As PM, he leads the Fifth National Government of New Zealand which entered
government at the onset of the late-2000s recession in 2008; in his first term,
his government executed a GST rise and personal tax cuts.
In February 2011, a major earthquake in Christchurch, the country’s second
biggest city, considerably affected the national economy; the government
responded by creating the Canterbury Earthquake Recovery Authority.
During its second term, Key’s administration declared a policy of fractional
privatisation of state-run benefits.
In foreign policy, Key declared the removal of New Zealand Defense Force
personnel from their exploitation in the War in Afghanistan, signed the
Wellington Declaration with the U.S., and called for more countries to join the
Trans-Pacific Strategic Economic Partnership.
Right of centre New Zealand political party, and one
of the two biggest parties in New Zealand politics,
the other being the Labour Party.
Founded in 1936 upon the merger of the United and
Reform parties; is thus New Zealand’s second-oldest
Has the biggest split of seats in the New Zealand
House of Representatives as of April 2012, with 59
out of a 121 total.
Has been the current ruling party since November
2008, and governs as a minority government with
support from three minor parties.
Member of International Democrat Union
Left of centre New Zealand political party, and one of the
two biggest parties in New Zealand politics; the other
major party is the rival National Party.
Founded in 1916; it is consequently the oldest political
party in New Zealand.
Was last the governing party from 1999-2008; Helen
Clark was the party’s leader and PM of New Zealand.

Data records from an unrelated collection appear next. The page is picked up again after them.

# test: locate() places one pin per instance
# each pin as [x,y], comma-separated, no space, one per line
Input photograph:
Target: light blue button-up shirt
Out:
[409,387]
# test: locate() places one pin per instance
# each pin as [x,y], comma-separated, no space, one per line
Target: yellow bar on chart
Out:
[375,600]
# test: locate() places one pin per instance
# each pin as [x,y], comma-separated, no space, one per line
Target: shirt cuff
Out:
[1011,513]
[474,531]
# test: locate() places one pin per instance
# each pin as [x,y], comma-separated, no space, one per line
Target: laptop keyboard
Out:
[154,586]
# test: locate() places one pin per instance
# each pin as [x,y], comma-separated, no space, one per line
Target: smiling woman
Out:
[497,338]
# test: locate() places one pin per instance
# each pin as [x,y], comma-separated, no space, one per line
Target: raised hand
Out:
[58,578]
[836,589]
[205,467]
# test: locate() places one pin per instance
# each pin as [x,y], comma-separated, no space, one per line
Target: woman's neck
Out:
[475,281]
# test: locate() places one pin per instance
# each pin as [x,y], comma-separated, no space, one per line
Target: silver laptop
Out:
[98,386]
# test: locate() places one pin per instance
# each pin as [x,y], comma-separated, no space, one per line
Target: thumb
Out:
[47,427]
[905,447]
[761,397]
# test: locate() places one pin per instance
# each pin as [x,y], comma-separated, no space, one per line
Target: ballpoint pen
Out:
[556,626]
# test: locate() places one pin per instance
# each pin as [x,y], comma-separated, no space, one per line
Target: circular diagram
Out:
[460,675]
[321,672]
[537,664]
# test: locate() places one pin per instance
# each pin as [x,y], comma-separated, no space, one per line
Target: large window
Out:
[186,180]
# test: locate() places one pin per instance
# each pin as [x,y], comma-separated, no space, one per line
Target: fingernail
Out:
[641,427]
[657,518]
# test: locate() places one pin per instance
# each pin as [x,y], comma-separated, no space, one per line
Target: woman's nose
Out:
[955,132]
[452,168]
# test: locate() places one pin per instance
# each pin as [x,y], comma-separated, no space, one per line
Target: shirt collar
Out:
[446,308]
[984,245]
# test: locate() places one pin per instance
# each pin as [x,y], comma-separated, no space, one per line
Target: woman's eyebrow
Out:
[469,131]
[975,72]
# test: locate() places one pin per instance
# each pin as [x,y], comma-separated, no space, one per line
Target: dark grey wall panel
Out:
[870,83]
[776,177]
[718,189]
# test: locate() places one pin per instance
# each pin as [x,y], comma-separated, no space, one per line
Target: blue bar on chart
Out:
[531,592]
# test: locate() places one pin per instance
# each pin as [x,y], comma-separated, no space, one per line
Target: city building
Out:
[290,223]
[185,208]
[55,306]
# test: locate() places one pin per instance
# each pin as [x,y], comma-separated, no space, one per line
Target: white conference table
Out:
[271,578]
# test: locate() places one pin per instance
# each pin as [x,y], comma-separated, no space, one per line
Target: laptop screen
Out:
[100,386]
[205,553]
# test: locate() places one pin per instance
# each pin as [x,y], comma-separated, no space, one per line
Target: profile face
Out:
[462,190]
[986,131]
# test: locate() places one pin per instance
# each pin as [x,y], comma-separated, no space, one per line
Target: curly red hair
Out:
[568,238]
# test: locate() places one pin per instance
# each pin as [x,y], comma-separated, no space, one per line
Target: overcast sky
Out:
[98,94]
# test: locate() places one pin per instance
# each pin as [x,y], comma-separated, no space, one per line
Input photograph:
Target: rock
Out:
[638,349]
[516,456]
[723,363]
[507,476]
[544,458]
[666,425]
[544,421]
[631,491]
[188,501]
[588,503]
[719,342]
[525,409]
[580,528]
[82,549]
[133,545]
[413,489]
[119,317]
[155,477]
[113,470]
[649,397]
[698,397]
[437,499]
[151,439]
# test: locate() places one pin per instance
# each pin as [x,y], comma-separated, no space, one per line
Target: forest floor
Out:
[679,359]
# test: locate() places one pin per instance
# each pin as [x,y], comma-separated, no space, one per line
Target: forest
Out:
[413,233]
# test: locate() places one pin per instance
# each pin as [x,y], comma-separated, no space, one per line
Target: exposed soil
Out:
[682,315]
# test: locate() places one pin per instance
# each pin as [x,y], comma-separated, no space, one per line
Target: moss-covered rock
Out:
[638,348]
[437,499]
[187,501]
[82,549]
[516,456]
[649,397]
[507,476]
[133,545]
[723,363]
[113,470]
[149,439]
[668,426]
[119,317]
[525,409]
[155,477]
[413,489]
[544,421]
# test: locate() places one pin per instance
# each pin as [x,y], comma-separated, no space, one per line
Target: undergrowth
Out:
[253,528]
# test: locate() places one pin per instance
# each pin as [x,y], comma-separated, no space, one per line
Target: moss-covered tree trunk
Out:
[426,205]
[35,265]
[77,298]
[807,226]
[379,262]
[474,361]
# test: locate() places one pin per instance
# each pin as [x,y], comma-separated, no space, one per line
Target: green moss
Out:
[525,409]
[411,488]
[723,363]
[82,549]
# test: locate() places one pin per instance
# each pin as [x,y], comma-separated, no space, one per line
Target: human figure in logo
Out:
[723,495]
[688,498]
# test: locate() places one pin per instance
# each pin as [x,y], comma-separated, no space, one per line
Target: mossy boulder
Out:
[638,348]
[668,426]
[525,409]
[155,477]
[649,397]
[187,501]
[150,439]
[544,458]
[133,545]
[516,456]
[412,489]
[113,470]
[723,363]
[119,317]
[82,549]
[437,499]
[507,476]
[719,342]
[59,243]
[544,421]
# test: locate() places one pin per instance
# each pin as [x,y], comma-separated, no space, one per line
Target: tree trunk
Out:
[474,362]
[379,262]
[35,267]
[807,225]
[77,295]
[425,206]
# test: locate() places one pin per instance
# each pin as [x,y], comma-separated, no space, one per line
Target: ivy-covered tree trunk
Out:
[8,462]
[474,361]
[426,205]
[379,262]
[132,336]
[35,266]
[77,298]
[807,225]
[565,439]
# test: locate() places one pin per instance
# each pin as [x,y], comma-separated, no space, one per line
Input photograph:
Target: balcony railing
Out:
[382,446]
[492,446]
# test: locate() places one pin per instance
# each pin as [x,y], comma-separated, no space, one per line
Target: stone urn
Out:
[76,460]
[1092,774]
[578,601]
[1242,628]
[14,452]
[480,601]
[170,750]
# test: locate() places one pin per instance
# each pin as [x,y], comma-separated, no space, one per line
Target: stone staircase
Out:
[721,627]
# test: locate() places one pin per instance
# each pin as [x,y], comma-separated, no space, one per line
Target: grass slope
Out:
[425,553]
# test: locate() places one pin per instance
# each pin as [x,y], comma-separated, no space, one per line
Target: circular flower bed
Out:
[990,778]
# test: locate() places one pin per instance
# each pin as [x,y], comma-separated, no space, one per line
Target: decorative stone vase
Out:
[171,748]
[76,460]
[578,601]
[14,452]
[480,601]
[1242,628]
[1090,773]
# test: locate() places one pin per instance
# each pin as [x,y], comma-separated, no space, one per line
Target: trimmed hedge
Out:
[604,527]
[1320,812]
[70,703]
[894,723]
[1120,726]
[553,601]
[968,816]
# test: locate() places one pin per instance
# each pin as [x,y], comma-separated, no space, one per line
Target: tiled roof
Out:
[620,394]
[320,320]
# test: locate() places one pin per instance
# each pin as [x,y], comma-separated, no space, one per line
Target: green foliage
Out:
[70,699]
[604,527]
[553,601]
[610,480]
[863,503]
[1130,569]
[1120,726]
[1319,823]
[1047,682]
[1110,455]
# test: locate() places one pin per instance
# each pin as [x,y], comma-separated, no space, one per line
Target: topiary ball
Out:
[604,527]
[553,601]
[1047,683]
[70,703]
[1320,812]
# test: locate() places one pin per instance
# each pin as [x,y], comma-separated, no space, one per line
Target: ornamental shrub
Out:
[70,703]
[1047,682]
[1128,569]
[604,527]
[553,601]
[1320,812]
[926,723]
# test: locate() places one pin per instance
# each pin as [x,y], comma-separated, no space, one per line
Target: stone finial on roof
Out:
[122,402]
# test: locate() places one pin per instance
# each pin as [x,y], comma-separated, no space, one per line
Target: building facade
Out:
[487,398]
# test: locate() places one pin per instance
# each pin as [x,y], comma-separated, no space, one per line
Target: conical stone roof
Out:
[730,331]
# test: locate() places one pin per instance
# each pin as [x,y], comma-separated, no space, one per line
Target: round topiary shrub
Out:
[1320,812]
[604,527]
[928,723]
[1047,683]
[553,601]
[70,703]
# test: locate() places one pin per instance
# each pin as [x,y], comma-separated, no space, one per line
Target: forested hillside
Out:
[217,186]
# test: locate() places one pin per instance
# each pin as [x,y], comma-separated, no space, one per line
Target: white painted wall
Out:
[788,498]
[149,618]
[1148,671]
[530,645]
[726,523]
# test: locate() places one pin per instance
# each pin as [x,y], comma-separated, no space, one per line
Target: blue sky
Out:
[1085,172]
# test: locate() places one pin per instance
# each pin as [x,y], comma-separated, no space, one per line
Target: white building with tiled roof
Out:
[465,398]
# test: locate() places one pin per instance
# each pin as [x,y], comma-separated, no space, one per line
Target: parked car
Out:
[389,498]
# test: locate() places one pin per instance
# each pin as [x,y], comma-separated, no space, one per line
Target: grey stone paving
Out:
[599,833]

Has formed the second-biggest (with relation to
parliamentary seats) political party represented in the
Parliament of New Zealand since it was defeated in the
2008 general election; functions as the Official
Parliamentary Opposition’s core.
Phil Goff and Annette King resigned as leader and deputy
leader, correspondingly, after the 2011 general election;
the parliamentary assembly subsequently voted David
Shearer and Grant Robertson to replace them.